É opinião assente em Moçambique que passamos por uma experiência de governo caracterizada pela arrogância do poder, ganância pessoal e o uso de vocabulário sugestivo, mas oco. Tudo o que foi feito nos últimos dez anos reduz-se à impressão com que ficamos dos últimos cinco anos do mandato de Guebuza e, sobretudo, da reacção do Governo e do próprio chefe às críticas, algumas vezes justificadas, outras vezes simplesmente injustas e incoerentes.

Algumas das reacções de Guebuza a jornalistas foram simplesmente mal reportadas pelos jornalistas, arrancadas do seu contexto e colocadas ao serviço da reprodução duma imagem fixa que esses jornalistas tinham dele.

Espanta-me que pessoas que têm percurso na Frelimo tenham pouca sensibilidade para a forma como aquela organização funciona.

Quando Guebuza tomou as rédeas da Frelimo fez um grande investimento na revitalização do partido – muita gente esquece que durante o consulado de Chissano muitos se tinham afastado, sobretudo aqueles que durante o consulado de Samora Machel tinham o poder e, muito possivelmente, se opuseram ao fim negociado do conflito com a Renamo.

Uma das coisas mais bonitas que aconteceram quando Guebuza subiu ao poder – para quem é simpatizante da Frelimo – foi ver o regresso (à lucidez), mas também ao trabalho do partido dessas pessoas. Guebuza investiu muito nisso, apesar de tudo.

Estou a pensar no caso bem específico de Marcelino dos Santos. Quem não se lembra da desgraçada imagem que ele fazia de si próprio por aí, confirmado alguns dos defeitos que lhe tinham sido apontados por Janet Mondlane na sua auto-biografia?
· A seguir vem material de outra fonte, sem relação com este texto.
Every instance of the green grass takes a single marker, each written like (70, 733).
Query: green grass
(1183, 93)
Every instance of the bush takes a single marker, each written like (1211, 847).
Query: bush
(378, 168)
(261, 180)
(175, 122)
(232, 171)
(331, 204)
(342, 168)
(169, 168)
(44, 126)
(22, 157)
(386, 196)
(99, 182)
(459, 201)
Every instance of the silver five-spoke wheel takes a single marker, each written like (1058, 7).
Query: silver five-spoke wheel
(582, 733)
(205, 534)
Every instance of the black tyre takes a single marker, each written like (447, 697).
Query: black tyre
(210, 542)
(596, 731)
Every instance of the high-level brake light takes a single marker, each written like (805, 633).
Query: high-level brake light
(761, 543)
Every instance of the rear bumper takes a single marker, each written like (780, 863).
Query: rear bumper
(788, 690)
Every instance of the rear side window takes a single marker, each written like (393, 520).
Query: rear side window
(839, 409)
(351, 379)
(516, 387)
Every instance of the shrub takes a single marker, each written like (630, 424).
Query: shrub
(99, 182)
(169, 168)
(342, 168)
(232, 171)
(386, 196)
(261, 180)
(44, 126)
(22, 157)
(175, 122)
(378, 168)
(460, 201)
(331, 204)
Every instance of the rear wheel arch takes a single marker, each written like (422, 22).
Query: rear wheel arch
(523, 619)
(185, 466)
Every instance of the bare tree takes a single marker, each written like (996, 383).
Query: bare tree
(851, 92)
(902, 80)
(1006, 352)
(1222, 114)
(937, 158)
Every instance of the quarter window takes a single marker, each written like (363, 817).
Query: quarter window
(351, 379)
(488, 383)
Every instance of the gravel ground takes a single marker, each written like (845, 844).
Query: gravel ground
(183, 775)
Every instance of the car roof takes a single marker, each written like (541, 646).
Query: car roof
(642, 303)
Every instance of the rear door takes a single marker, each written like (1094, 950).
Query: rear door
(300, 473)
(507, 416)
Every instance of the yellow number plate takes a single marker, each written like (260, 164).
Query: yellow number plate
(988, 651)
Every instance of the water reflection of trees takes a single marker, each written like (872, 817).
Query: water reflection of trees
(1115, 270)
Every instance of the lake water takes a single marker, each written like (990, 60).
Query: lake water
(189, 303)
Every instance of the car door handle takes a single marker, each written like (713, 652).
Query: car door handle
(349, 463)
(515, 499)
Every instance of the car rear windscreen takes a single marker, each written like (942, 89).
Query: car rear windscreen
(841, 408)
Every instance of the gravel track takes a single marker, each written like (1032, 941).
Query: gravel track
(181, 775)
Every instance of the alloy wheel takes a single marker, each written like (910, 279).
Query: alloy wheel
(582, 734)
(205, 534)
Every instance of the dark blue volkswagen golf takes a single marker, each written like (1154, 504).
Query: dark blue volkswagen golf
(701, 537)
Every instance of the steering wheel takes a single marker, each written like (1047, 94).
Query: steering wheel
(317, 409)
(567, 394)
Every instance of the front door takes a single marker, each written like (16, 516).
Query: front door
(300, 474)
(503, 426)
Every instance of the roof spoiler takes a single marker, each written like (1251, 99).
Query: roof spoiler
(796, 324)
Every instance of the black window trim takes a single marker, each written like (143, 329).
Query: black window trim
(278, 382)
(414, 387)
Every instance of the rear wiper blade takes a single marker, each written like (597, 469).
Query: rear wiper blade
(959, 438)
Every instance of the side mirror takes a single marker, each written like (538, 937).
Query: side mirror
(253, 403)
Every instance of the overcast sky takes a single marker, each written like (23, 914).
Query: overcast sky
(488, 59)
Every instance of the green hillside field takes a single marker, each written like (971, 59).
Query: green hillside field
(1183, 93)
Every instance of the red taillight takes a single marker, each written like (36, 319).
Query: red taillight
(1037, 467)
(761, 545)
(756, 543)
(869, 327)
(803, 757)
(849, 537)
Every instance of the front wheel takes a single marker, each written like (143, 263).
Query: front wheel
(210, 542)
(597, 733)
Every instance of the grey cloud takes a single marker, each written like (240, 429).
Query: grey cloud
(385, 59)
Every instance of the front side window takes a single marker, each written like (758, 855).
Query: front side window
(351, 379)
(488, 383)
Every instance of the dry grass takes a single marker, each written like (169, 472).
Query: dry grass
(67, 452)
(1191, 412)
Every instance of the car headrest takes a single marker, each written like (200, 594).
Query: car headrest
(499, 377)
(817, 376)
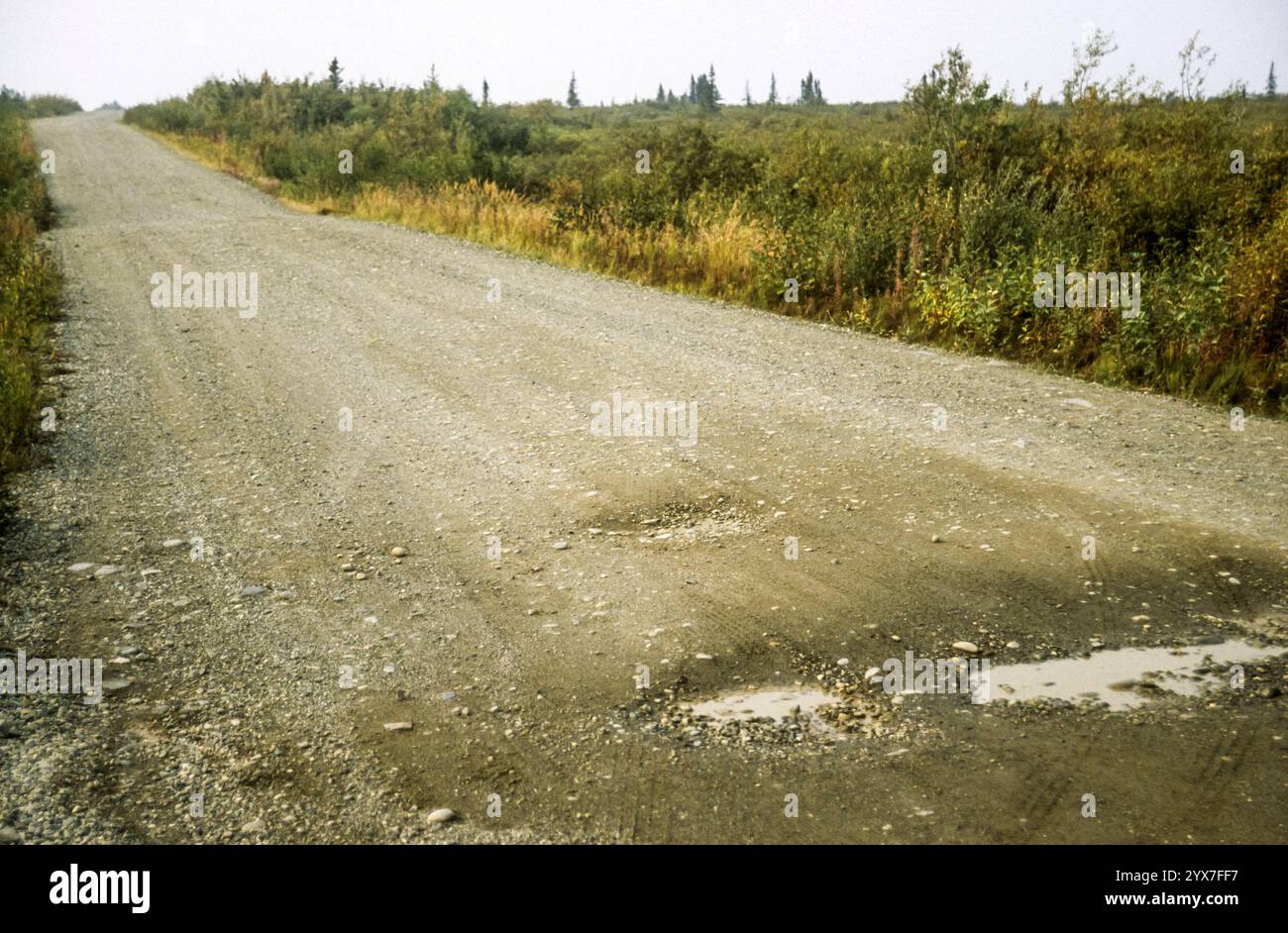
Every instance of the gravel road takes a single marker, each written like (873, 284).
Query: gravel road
(404, 517)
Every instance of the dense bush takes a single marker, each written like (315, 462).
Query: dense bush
(926, 219)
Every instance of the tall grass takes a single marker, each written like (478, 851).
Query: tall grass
(30, 288)
(844, 200)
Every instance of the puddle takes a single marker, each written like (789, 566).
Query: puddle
(1127, 677)
(780, 705)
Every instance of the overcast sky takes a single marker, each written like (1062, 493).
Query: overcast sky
(99, 51)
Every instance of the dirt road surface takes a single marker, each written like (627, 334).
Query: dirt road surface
(261, 632)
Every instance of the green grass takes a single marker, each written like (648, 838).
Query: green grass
(30, 288)
(845, 200)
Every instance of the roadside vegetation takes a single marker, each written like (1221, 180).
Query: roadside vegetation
(30, 280)
(925, 219)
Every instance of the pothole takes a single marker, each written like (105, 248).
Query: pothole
(682, 523)
(776, 705)
(1126, 678)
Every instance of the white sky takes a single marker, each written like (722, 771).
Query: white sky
(99, 51)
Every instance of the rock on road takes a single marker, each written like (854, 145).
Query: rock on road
(281, 671)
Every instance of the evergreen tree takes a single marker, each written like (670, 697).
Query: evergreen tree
(811, 91)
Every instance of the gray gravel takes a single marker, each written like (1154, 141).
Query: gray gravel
(402, 517)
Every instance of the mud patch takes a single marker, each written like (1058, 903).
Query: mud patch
(1127, 677)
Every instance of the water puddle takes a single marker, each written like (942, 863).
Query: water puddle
(1127, 677)
(780, 705)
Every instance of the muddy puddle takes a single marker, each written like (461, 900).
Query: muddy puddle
(1127, 677)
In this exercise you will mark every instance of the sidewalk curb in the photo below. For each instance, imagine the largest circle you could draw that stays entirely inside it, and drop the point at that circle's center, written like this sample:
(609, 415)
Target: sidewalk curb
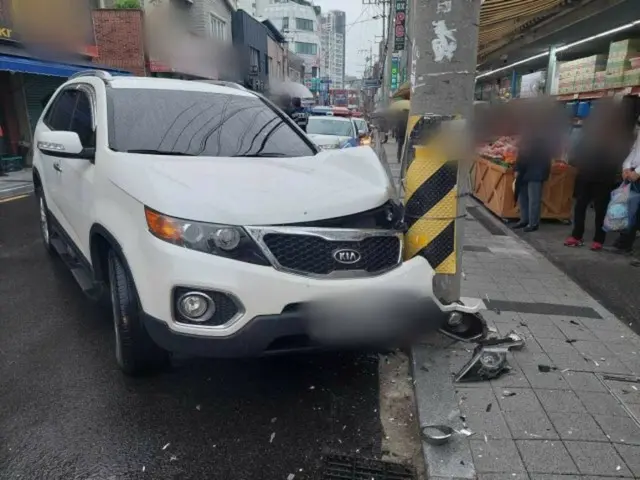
(437, 404)
(16, 190)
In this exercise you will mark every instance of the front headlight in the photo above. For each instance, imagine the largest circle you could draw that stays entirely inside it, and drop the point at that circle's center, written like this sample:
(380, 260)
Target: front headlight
(223, 240)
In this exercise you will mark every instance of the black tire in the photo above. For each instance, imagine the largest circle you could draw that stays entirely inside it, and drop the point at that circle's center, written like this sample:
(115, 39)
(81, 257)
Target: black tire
(136, 352)
(45, 222)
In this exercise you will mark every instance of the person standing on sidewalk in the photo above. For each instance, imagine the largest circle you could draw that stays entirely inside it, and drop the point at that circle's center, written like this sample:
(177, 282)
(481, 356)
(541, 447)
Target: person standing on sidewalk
(536, 149)
(631, 173)
(598, 155)
(299, 114)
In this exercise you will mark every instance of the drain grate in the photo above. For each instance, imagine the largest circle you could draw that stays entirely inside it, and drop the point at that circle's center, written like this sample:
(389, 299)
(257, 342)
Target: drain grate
(342, 467)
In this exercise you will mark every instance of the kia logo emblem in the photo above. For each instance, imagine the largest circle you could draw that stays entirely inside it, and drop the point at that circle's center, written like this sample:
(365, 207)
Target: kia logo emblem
(347, 256)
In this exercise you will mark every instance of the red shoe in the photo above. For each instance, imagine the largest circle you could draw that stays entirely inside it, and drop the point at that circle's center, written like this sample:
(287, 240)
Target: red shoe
(573, 242)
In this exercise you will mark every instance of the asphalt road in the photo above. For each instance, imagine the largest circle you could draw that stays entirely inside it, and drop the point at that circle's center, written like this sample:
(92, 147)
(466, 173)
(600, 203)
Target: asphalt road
(66, 411)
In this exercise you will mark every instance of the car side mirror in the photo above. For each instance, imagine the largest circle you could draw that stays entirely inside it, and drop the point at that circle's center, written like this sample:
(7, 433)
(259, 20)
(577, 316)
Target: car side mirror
(63, 144)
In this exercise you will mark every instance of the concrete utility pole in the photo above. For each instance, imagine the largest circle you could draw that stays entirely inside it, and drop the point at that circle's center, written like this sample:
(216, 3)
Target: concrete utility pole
(444, 45)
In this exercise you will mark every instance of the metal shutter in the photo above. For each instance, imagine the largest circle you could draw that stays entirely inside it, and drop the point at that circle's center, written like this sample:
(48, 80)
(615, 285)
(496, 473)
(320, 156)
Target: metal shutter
(36, 88)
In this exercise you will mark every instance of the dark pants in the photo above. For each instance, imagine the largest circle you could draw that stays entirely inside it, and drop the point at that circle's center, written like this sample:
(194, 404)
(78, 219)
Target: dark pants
(530, 200)
(586, 192)
(400, 147)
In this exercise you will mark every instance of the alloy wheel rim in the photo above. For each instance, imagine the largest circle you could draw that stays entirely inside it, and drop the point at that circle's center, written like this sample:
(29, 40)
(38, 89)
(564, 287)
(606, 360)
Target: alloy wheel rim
(44, 223)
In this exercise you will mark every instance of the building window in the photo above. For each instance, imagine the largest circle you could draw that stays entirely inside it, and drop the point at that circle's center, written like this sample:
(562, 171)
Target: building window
(304, 24)
(217, 27)
(306, 48)
(254, 58)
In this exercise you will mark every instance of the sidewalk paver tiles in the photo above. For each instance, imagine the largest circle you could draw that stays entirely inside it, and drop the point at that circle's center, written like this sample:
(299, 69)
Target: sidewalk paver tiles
(570, 406)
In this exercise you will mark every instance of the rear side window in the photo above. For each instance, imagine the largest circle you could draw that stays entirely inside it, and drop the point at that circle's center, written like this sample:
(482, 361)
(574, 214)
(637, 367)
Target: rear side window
(60, 114)
(82, 121)
(201, 124)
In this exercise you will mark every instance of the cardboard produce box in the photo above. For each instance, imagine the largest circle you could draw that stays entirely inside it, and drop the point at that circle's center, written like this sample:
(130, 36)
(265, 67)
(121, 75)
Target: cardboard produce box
(631, 78)
(599, 80)
(614, 80)
(624, 49)
(618, 67)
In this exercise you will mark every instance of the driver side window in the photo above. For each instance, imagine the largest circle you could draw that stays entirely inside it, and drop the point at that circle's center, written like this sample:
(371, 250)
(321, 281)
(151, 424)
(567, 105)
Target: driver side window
(71, 112)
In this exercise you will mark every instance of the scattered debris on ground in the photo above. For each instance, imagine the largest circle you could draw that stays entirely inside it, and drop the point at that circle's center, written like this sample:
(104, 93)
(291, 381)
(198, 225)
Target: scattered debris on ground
(398, 414)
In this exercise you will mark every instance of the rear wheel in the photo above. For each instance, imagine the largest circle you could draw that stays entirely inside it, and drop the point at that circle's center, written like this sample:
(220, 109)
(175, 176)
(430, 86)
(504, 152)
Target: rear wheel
(45, 225)
(136, 352)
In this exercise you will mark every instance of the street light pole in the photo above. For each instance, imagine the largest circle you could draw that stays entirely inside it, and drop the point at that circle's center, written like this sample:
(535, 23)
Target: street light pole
(444, 51)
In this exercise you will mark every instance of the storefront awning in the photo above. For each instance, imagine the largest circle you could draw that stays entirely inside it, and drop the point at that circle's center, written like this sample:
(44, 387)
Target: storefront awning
(42, 67)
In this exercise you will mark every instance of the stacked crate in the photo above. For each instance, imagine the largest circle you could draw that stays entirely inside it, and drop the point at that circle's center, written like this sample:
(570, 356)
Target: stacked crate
(619, 72)
(580, 75)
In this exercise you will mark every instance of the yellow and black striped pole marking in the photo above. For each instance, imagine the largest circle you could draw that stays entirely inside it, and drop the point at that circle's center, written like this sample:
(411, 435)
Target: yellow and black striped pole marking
(431, 195)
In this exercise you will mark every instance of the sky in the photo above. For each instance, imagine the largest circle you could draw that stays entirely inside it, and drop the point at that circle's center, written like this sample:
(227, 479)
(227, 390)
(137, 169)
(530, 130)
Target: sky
(361, 30)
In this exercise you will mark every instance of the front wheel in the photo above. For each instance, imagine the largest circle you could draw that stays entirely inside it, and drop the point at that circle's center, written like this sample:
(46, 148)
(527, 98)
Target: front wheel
(136, 352)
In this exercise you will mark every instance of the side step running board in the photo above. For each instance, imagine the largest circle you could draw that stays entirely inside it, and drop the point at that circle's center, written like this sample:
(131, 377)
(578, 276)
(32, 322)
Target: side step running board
(84, 278)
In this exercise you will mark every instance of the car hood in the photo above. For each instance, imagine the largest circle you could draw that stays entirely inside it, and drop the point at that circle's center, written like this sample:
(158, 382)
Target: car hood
(256, 191)
(327, 140)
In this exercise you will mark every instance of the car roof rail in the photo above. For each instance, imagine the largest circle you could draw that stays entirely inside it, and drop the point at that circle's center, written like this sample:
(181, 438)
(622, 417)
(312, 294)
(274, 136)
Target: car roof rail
(101, 74)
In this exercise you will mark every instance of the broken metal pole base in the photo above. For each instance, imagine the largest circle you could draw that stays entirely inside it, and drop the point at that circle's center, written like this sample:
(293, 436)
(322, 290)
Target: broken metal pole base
(465, 327)
(489, 358)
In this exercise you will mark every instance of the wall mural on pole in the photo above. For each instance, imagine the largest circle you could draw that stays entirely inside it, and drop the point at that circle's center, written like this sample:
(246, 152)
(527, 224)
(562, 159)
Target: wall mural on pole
(399, 25)
(395, 67)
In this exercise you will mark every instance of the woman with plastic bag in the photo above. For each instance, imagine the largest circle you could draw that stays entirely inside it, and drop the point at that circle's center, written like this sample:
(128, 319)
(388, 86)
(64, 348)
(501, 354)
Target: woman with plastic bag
(597, 156)
(631, 174)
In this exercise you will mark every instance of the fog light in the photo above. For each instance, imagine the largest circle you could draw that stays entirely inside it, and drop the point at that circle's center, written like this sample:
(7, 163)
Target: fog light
(227, 238)
(196, 306)
(455, 319)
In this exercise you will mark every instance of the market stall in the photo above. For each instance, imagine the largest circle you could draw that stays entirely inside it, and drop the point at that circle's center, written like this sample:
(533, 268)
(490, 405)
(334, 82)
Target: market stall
(493, 182)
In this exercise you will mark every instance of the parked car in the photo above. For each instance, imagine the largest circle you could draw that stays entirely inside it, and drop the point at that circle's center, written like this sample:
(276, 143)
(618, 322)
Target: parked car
(363, 130)
(333, 132)
(211, 224)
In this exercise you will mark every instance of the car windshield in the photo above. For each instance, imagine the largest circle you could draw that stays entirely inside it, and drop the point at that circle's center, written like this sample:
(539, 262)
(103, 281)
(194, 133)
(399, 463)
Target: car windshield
(197, 123)
(362, 125)
(330, 126)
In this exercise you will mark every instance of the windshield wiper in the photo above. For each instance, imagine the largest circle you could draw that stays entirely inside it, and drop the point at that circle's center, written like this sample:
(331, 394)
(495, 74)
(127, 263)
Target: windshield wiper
(159, 152)
(262, 155)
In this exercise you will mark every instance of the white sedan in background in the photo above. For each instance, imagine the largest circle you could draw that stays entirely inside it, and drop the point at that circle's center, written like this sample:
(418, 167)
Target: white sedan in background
(333, 132)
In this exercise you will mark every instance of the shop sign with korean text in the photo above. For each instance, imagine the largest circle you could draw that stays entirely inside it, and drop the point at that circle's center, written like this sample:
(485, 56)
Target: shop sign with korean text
(60, 25)
(395, 72)
(399, 25)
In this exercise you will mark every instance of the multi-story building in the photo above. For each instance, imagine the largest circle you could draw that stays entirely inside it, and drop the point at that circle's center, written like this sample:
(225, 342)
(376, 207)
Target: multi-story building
(295, 67)
(277, 57)
(188, 38)
(332, 27)
(298, 20)
(249, 6)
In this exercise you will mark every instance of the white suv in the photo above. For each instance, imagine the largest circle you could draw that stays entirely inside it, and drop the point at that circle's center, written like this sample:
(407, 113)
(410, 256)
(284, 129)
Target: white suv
(209, 220)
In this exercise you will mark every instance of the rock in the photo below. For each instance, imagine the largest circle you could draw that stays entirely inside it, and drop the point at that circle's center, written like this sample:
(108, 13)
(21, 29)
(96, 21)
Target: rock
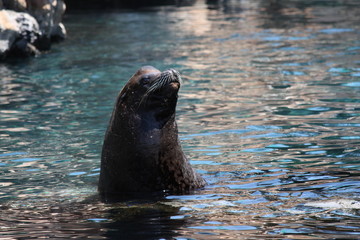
(19, 33)
(29, 26)
(16, 5)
Quem não se revoltou com isso sabendo o que tinha acontecido a pessoas que se haviam comportado daquela maneira durante os anos gloriosos da Frelimo?

Para percebermos porque algumas dessas pessoas se tornaram tão hostis a Guebuza não é suficiente convocar termos simplistas como corrupção, ambição, ganância e arrogância. É preciso também perceber que agendas entraram em choque lá na Frelimo e que tipo de agenda reunia consensos.

Não creio que tenha sido a agenda do enriquecimento fácil que vingou no interior da Frelimo. Foi uma agenda pragmática distante do populismo revolucionário que tanto mal fez ao nosso país.

O facto de o país atravessar um momento económico e político que facilita muito o enriquecimento fácil, o oportunismo e a ganância precisa de ser analisado. Não é um indivíduo que é responsável por isso. Isso é simplista demais.

Por muito que Nyusi jogue à bola com crianças, vá à Igreja rezar por mais encontros com Dhlakama, etc., só a sua atitude não vai mudar muita coisa enquanto não analisarmos as condições estruturais que determinam muitos destes comportamentos problemáticos. Ademais, estamos a ver no julgamento que decorre agora que o discurso de “traição dos valores revolucionários” é muito forte e é minha impressão que precisamos de olhar para esse discurso também para percebermos porque a nossa representação dos últimos dez anos é bastante simplista.

Eu acho caricato que o Mia Couto fale do luxo em que viveu enquanto compunha o hino nacional no meio de toda a miséria daquela altura, mas não encontre palavras para julgar isso e o tipo de política que produziu essas contradições, mas tenha muito a criticar aos que hoje se enriquecem. Por que é que a vida aparentemente de luxo dos dirigentes de então não deve merecer reprovação moral? Não percebo.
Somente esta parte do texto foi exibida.